Les gouvernements népalais n’apprécient guère les Tibétains. Ils les rejettent le plus souvent dans les hauteurs glacées des vallées. Partout, quelque soit les cultures, le réfugié est rejeté.
Ces femmes portent dans leurs paniers, une cinquantaine de kilos d’épines de pins qui vont être disposées sur la terre pour protéger les champs à cultiver. Le froid est encore présent et la neige vient juste de disparaître. Il faut donc protéger les graines ou les morceaux de pommes de terre qui sont ou vont être semées. Nous sommes au mois de Février. Ils et elles n’ont que quelques mois pour exploiter, cultiver et produire la nourriture qui leur permettra d’être en autosuffisance.
Sur des kilomètres et dans des conditions très périlleuses elles et ils portent. Les sentiers sont au bord de falaises, le vent souffle fort et risque de les emporter dans le vide. Les ponts sont vétustes et leurs supports de bois, souvent brisés par les multiples passages et le temps, laissent apparaître les rochers et la rivière qui coule dans le fond. Elles portent et marchent sans chaussures car trop chères, le plus souvent en tongues.
Leurs conditions de vie sont très rudes et les caractères en découlent. Rudes et accueillantes en même temps, les femmes tibétaines sont très indépendantes. Elles luttent.
Ces femmes portant ces sculptures végétales m’apparaissent. Je décide de les filmer. Ce long plan séquence représente, la puissance de ces femmes, l’effort physique produit, la beauté de ces sculptures végétales mais aussi la naissance d’une image. Ce plan séquence démontre que rien n’est donné et qu’il faut souvent lutter, ne rien lâcher pour créer ce lien indispensable à l’autre pour produire des images dans l’acceptation.

Plan séquence : 7 min 30
Février 2005
Népal


English

These carriers are Tibetans.

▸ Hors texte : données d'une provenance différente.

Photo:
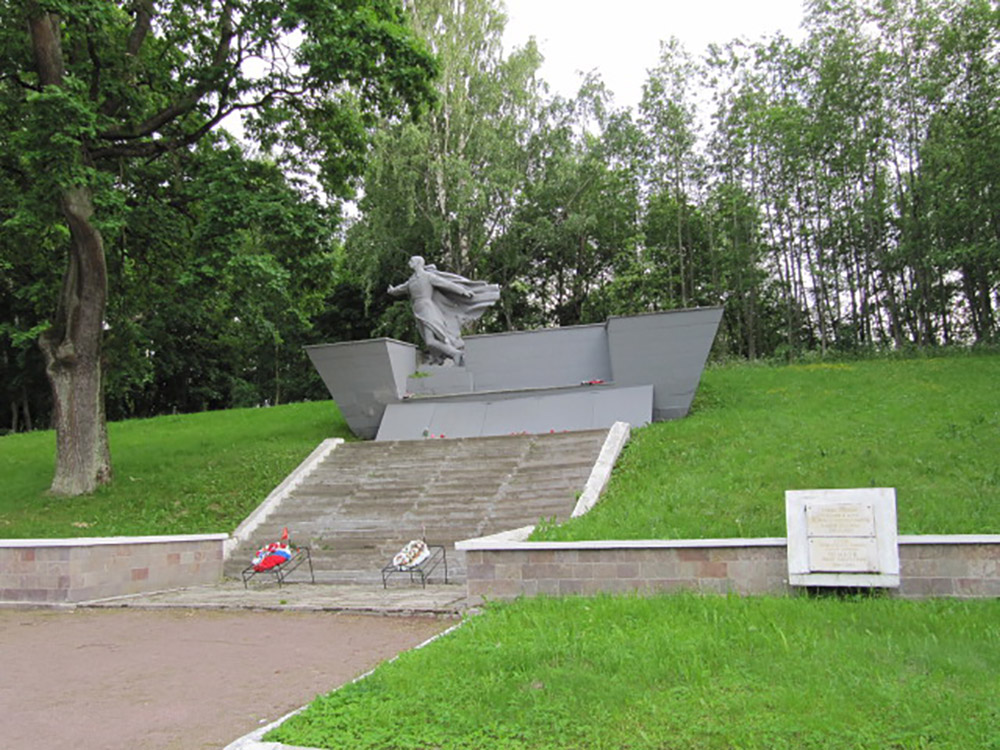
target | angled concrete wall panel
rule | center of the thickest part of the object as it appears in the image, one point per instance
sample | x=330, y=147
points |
x=667, y=349
x=538, y=359
x=364, y=376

These women are either refugees or descendants of refugees who have fled the violence of the Chinese regime. They live in a valley that leads to Manaslu, one of the highest peaks of the Himalayas. Their villages were built at high altitudes, between 3,500 and 4,000 metres, in a region neglected by the Nepalese because life is extremely difficult.
Nepalese governments do not like Tibetans. They mostly reject them in the icy heights of the valleys. Everywhere, whatever the cultures, the refugee is rejected.
These women carry in their baskets, about fifty kilos of pine thorns that will be arranged on the earth to protect the fields to be cultivated. The cold is still there and the snow has just disappeared. We must therefore protect the seeds or pieces of potatoes that are or will be sown. It is February. They only have a few months to farm, grow and produce the food that will allow them to be self-sufficient.
Over miles and under very dangerous conditions they and they carry. The paths are at the edge of cliffs, the wind blows strong and risks taking them into the void. The bridges are dilapidated and their wooden supports, often broken by multiple passages and time, reveal the rocks and the river that flows into the bottom. They wear and walk without shoes because they are too expensive, usually in flip-flops.
Their living conditions are very harsh and the characters flow from them. At the same time, Tibetan women are tough and welcoming, and they are very independent. They struggle.
These women wearing these plant sculptures appear to me. I decide to film them. This long sequence plane represents, the power of these women, the physical effort produced, the beauty of these plant sculptures but also the birth of an image. This sequence plan shows that nothing is given and that it is often necessary to fight, to leave nothing to create this link essential to the other to produce images in acceptance.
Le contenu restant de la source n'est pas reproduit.